Pax tensed beside me but I maintained my composure.

“And who is she supposed to have murdered?” I asked calmly, using his own words to frame the question.

“My beloved grandson, Bade,” he replied and I hated to admit that there actually seemed to be a bit of grief behind the old man’s eyes.

From the corner where she stood behind him, Myrine’s lower lip wobbled.

“As I understand it, Bade attacked Olympia as she was returning home last night,” I announced.

Cosmo’s gaze sharpened at that. It seemed I held a piece of information he wasn’t pleased I’d gotten.

“Who told you that?” he asked, which I noted wasn’t a denial.

“Olympia,” I replied.

“Impossible. My men retrieved her early this morning where she’d crawled down onto the Third to recover from her wounds. She couldn’t have come to tell you anything.”

“I didn’t say she had.”

He frowned at me, clearly unhappy about my vague indications that I knew more than he thought and wasn’t willing to tell him how.

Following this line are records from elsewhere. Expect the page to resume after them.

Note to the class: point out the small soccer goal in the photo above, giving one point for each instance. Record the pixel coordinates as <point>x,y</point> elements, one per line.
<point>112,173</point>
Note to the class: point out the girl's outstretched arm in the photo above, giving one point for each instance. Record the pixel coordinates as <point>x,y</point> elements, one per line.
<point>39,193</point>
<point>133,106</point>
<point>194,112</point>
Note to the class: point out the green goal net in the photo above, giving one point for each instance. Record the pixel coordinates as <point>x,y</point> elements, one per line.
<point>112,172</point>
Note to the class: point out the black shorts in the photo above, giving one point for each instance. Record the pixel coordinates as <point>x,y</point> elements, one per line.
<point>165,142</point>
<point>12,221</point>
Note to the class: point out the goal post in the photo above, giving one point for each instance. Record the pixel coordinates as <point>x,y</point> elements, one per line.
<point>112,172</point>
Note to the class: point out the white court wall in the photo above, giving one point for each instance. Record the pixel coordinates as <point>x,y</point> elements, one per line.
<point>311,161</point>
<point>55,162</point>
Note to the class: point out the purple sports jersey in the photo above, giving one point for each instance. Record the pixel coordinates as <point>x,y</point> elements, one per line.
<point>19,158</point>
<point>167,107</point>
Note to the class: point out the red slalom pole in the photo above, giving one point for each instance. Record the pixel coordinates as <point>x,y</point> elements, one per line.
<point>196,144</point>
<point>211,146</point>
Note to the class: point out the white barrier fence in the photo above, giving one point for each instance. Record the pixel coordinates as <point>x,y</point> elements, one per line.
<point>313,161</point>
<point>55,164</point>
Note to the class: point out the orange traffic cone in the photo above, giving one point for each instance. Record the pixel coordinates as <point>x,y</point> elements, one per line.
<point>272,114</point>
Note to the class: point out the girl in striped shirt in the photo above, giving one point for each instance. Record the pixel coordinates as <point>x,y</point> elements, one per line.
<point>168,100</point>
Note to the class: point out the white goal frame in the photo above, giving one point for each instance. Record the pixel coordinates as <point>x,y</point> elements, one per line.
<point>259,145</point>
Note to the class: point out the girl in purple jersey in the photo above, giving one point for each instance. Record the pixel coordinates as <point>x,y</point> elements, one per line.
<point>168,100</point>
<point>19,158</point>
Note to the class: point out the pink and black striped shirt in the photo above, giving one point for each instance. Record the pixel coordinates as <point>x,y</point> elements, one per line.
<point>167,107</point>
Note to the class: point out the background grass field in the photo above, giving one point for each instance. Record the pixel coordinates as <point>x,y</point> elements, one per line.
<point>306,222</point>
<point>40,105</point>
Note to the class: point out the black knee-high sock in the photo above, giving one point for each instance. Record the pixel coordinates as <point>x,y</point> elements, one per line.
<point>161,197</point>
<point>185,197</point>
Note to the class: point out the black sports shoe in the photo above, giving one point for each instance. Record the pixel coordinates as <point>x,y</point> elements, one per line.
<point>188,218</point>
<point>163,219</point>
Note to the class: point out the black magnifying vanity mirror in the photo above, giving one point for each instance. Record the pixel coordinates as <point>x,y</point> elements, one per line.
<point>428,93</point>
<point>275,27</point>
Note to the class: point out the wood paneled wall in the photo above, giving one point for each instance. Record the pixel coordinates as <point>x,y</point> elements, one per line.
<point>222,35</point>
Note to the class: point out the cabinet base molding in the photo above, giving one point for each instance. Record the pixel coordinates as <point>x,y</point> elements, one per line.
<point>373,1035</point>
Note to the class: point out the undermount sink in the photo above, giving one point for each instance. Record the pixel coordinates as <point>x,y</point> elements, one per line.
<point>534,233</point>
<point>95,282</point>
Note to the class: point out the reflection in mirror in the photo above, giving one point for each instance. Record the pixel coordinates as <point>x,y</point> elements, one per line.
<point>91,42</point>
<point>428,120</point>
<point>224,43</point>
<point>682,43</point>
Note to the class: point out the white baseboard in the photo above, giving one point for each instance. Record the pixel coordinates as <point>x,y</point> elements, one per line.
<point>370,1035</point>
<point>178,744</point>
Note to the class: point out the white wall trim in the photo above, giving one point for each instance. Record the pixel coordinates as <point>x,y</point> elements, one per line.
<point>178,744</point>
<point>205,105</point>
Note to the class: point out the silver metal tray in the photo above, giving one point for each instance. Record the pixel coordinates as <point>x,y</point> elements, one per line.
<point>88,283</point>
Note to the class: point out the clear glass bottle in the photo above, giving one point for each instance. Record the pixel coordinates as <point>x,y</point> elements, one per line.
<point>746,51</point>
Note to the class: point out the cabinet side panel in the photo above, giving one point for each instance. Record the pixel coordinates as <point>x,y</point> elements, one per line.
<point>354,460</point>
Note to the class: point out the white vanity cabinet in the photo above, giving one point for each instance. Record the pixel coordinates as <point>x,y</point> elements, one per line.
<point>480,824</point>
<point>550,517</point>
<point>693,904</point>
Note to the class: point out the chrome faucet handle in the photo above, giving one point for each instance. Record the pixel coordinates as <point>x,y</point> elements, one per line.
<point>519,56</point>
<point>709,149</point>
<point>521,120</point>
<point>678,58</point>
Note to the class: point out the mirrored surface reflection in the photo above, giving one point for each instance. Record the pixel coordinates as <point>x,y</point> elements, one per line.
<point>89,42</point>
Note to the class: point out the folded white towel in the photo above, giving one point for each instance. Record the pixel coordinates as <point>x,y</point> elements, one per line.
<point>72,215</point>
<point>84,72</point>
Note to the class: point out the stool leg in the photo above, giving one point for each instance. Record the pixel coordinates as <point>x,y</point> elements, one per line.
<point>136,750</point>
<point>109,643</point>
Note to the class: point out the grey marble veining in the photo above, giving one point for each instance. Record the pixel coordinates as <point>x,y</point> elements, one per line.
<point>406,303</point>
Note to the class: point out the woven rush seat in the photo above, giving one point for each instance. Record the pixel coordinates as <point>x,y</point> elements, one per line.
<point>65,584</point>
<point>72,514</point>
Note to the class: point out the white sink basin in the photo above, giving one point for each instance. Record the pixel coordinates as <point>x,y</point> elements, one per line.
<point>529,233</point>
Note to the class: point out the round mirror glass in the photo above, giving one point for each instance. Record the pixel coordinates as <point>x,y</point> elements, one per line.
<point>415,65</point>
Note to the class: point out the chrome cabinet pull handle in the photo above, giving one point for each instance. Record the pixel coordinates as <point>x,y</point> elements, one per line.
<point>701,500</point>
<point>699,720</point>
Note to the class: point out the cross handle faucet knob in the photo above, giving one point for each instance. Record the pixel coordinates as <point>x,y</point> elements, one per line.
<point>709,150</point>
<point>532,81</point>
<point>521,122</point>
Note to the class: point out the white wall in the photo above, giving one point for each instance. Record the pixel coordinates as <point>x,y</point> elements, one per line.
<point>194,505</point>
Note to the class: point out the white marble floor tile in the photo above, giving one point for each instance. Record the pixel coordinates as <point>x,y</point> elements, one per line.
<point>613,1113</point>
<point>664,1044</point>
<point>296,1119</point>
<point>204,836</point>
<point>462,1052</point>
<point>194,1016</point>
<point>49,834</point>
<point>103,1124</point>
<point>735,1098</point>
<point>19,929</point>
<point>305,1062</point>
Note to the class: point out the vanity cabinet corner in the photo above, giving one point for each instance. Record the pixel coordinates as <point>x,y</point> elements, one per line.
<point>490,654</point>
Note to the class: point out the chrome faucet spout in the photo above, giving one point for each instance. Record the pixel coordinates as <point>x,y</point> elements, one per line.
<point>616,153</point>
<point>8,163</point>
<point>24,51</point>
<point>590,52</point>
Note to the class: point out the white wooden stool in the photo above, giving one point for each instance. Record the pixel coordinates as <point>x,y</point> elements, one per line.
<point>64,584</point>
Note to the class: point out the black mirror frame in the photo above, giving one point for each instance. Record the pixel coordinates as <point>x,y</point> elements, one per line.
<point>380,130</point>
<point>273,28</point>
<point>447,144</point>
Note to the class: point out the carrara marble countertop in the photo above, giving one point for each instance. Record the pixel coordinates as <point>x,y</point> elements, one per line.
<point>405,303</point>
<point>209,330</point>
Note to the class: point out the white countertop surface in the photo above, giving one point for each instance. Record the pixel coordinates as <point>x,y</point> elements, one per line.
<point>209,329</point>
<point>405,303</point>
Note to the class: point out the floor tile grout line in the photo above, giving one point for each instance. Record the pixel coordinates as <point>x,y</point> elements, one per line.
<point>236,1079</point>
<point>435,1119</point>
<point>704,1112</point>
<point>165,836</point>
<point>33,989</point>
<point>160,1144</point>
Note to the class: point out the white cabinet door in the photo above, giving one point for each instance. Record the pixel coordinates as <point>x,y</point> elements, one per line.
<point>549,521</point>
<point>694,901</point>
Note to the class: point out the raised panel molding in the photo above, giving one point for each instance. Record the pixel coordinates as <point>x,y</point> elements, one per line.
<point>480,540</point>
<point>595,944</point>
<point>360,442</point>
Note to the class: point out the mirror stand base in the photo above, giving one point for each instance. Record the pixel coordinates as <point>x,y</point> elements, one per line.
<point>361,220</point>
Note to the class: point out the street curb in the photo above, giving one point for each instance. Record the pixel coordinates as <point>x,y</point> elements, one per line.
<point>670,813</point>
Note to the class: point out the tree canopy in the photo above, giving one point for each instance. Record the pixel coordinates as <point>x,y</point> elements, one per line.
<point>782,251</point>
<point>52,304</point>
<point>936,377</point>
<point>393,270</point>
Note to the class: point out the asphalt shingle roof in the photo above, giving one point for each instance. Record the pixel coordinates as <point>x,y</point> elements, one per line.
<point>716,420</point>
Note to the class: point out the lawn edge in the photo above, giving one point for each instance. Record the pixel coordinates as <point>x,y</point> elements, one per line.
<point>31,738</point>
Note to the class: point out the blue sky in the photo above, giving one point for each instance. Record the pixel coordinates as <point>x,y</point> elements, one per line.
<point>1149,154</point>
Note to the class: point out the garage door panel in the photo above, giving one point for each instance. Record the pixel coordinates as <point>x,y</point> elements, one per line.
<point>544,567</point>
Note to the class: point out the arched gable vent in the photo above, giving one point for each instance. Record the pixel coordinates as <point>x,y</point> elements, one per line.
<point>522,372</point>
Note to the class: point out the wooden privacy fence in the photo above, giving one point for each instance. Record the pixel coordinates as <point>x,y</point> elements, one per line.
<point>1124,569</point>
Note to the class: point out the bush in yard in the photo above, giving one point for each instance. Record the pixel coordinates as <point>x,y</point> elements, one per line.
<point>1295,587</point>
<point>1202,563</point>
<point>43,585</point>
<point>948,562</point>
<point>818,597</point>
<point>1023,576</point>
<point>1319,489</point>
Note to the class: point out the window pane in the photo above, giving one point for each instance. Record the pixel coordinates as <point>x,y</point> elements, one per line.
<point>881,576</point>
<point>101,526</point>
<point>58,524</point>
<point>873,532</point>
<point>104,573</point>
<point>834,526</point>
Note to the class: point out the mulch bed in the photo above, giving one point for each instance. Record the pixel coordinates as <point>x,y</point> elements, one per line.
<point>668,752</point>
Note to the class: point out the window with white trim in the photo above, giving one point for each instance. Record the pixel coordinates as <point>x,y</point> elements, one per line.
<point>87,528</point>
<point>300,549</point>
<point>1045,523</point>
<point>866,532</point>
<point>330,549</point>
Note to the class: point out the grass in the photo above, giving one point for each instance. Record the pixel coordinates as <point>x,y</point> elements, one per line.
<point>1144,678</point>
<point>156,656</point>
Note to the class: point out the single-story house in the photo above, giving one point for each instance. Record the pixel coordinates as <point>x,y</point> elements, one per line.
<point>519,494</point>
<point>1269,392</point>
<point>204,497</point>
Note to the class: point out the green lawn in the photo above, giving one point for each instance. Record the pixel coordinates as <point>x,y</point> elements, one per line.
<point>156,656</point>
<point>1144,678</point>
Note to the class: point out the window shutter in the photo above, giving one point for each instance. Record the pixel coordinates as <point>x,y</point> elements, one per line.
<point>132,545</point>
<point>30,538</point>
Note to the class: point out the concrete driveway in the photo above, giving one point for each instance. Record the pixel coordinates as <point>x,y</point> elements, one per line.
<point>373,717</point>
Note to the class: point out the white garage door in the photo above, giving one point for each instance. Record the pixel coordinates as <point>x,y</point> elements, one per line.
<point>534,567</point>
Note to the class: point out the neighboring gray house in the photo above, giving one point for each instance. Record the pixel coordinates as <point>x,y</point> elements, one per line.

For a moment, we simply glared at one another, neither of us willing to give up the ground necessary to progress the conversation at hand.

“A son of the First Ring is dead, Milo,” Cosmo said slowly after a moment of silence. “Blood spilled means blood owed, you know that.”

“She defended herself,” I argued.

“I suppose we’ll let the Tribunal decide that. Unless, of course, you intend to reconvene your blasphemous little council to see to your cousin’s fate? I don’t think you’ll find the minor houses as agreeable to that as they were before.”

His gaze narrowed in an attempt at intimidation that had me clenching my jaw to keep from exploding and telling the vile old man exactly what I’d always thought of him. Instead, I maintained my composure long enough to give a curt nod.

“We’ll convene the original Tribunal, then,” I agreed. “When?”

“Five days.”

“Five—you intend to keep my cousin wrongfully imprisoned for five days?”

“Wrongfully is yet to be determined. As I said, it isn’t safe to let her roam the streets. What if she were to come after yet another member of my family?”

Every muscle in my body was rigid as I glared down at the Viper Patriarch who seemed to have an answer for everything.

“You’ll allow us to see her,” I demanded. I would not take no for an answer on this. “Every day. You’ll let us visit her to ensure she’s being treated properly while in your care.”

“You may visit her once a day,” Cosmo allowed, gesturing between Pax and I. “One of you and no one else.”

I frowned but agreed with a nod. It was likely the best offer I was going to get and, since my cousin had wasted no time turning herself into the Vipers, she hadn’t left me very many bargaining chips to offer in our negotiations.

He already held her here, condemned for a crime I was certain she’d committed, surrounded by angry members of the victim’s family who’d be all too happy to slit her throat themselves.

I needed to tread carefully here. As much of a risk that this was to the peace of the city itself, it was a question of my cousin’s own safety.

I had no intention of mourning my own loss if I could help it.

“We’ll see her now, then,” I announced, raising my head high though fully aware I’d lost this round miserably.

Cosmo grinned fiendishly back at me, eyes alight with the same understanding, before nodding once to his daughter who stepped forward to escort us to my cousin’s cell.